Unfortunately, this marriage could come to a screeching halt once free agency starts next week.
Even though Welker has been such a huge part of the offense since coming into New England, we slowly started to see the marriage unravel in the beginning of the 2012 season. Playing on a franchise contract, Welker’s 3 catches for 14 yards in Week One against the Titans left many wondering how much he would be used for the rest of the season. The team signed Brandon Lloyd and started rotating Julian Edelman more into the gameplan than in past years.
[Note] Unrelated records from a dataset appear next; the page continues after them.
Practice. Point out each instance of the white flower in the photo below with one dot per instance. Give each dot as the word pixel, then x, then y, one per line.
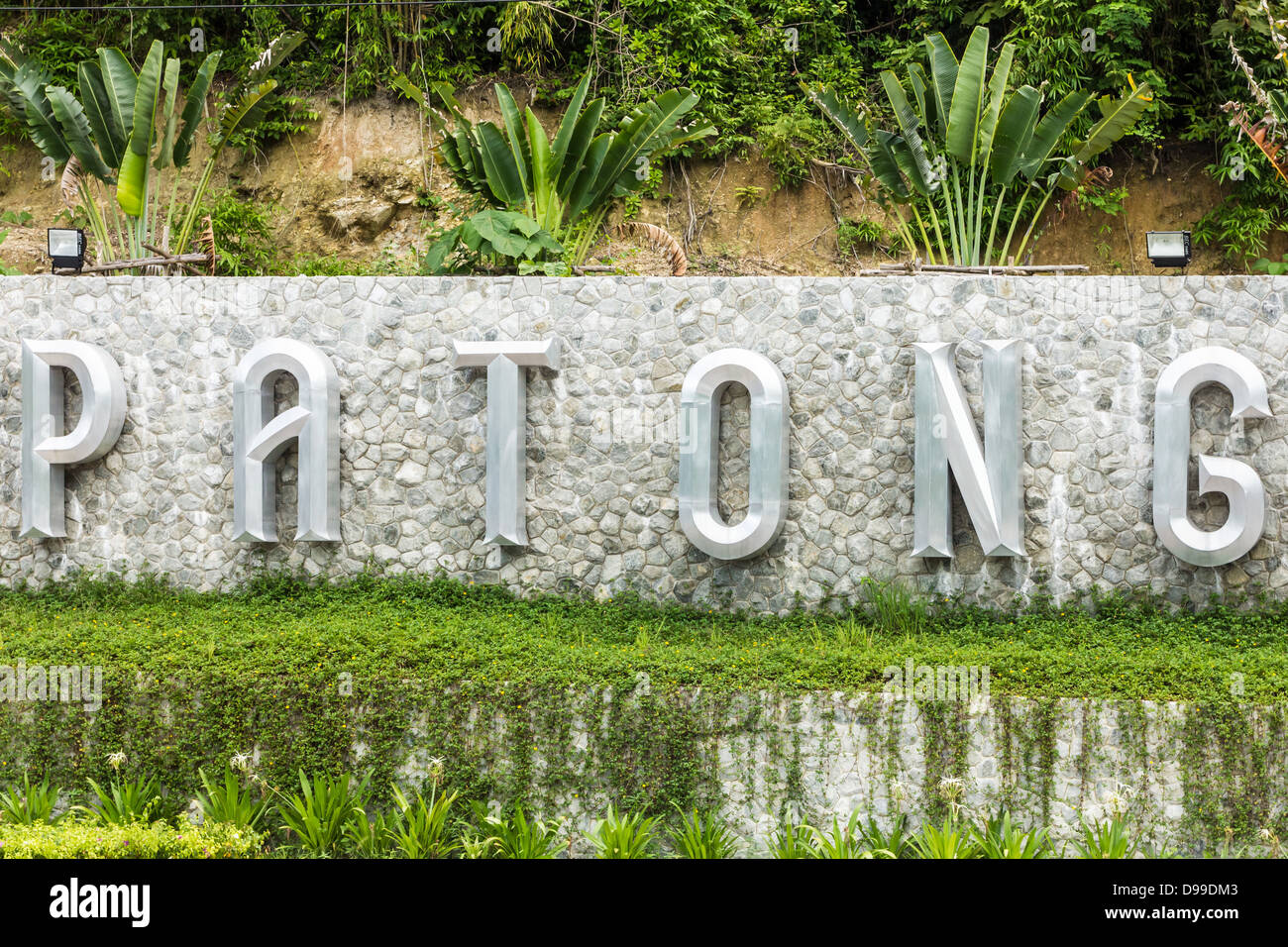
pixel 951 788
pixel 437 766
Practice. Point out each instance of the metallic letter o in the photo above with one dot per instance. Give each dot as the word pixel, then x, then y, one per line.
pixel 699 454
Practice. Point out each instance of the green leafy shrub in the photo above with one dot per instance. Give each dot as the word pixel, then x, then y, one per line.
pixel 84 839
pixel 320 814
pixel 30 804
pixel 228 801
pixel 961 138
pixel 245 244
pixel 625 836
pixel 703 835
pixel 1108 839
pixel 515 836
pixel 123 801
pixel 999 838
pixel 420 828
pixel 567 185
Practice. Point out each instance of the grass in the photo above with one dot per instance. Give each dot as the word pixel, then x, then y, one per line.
pixel 446 633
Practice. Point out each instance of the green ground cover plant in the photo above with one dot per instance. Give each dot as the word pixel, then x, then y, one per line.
pixel 305 672
pixel 355 827
pixel 443 631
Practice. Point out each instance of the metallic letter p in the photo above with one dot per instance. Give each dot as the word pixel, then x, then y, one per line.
pixel 46 450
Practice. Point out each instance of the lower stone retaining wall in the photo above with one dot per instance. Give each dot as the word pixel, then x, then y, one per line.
pixel 1183 775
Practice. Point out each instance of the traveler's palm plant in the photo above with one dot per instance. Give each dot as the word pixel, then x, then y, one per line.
pixel 566 185
pixel 966 149
pixel 127 132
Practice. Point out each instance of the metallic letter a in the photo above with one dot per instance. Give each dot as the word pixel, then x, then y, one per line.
pixel 46 450
pixel 947 438
pixel 261 437
pixel 506 428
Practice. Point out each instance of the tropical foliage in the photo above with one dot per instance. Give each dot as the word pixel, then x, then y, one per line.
pixel 336 817
pixel 129 132
pixel 565 187
pixel 965 142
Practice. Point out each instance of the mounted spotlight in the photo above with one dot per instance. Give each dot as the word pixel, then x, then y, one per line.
pixel 67 248
pixel 1168 248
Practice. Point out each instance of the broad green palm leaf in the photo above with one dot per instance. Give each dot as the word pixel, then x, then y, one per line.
pixel 978 137
pixel 76 129
pixel 133 180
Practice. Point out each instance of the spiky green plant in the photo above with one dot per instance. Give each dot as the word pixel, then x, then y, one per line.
pixel 1000 838
pixel 568 184
pixel 625 836
pixel 420 826
pixel 318 815
pixel 30 805
pixel 703 835
pixel 951 840
pixel 228 800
The writing was on the wall that the Patriots were slowly attempting to phase Welker out with the notion that he wasn’t going to be back in 2013.
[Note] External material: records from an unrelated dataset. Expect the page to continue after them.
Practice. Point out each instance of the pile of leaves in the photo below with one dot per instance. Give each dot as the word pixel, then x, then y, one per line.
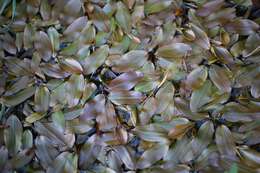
pixel 147 86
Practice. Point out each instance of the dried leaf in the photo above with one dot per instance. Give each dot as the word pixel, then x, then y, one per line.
pixel 174 51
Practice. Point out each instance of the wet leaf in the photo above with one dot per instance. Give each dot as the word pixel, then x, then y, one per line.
pixel 74 89
pixel 242 26
pixel 152 155
pixel 19 97
pixel 45 10
pixel 45 151
pixel 71 65
pixel 126 81
pixel 197 77
pixel 219 77
pixel 225 141
pixel 96 59
pixel 42 44
pixel 64 162
pixel 123 17
pixel 41 99
pixel 173 51
pixel 201 37
pixel 54 38
pixel 13 135
pixel 131 61
pixel 125 97
pixel 22 158
pixel 72 32
pixel 200 97
pixel 155 7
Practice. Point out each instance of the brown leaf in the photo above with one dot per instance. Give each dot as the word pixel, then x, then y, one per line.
pixel 71 65
pixel 219 77
pixel 174 50
pixel 125 81
pixel 197 77
pixel 201 37
pixel 242 26
pixel 125 97
pixel 225 141
pixel 43 46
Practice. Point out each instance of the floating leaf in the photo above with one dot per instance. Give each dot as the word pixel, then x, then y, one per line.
pixel 13 135
pixel 42 44
pixel 41 99
pixel 96 59
pixel 152 155
pixel 200 97
pixel 125 81
pixel 155 7
pixel 71 65
pixel 173 51
pixel 19 97
pixel 125 97
pixel 123 17
pixel 225 141
pixel 74 89
pixel 131 61
pixel 65 162
pixel 197 77
pixel 242 26
pixel 219 77
pixel 201 37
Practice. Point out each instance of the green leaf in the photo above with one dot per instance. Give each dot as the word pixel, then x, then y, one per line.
pixel 19 97
pixel 123 17
pixel 200 97
pixel 96 59
pixel 13 135
pixel 174 51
That plan backfired severely. With Edelman, Gronkowski and Hernandez hit with the injury bug, the team was forced to go back to reliable Welker to pick up the slack. And, of course, he showed the team he can still be relied upon, catching 110 passes for 1260 yards and 5 scores. Had all 3 of those guys stayed healthy, I’m afraid Welker’s numbers wouldn’t have been as impressive.
Now only days away from free agency, Welker’s status is completely up in the air. After signing Brady to a team friendly contract that freed up much needed cap space, the Patriots now have extra money and would reportedly like to bring Welker back. Unless they plan on making a splash in free agency or loading up on receivers in the draft, the cupboard is bare. Brandon Lloyd surprisingly turned out to be one of the biggest mistakes the team made in quite some time and is expected to be released. Edelman is too injury prone to be counted on as anything more than a role player. Not to mention he is also set to hit free agency. That leaves unknowns Matt Slater and Kamar Aiken currently penciled in as the starters. YIKES!! A part of me wonders if Brady looked Belichick in the face and said “I want Wes back” before he signed the dotted line.
But will Welker be willing to come back?
Yahoo Sports reported on March 5 that Welker’s lack of use in the offense early in the year “stuck in Welker’s craw all season.” They also report that Welker is “paranoid” regarding his role if he does come back. I can’t blame him. With the latest reports stating Welker is set to test the free agent waters, this worries me immensely. An undrafted rookie free agent in 2004, Welker had stints with the Chargers and the Dolphins. Both were forgettable as he was released by San Diego after the first game and was mostly used on special teams in Miami. The market for a 31 year old whose success clearly hinges on one system just isn’t there. And if Welker thinks he can land a No. 1 gig like other free agents such as Mike Wallace or even Greg Jennings, he’s sadly mistaken. ESPN’s Ed Werder reported this same thinking on March 5, stating that Welker will see a “minimal number of teams interested in him” and that his best bet is to stay in New England. Hard to disagree.
In the end, I think Welker and New England will patch things up and be back together again for a couple more years. Welker needs the Patriots. And after last season, the Patriots realize they need Welker just as much.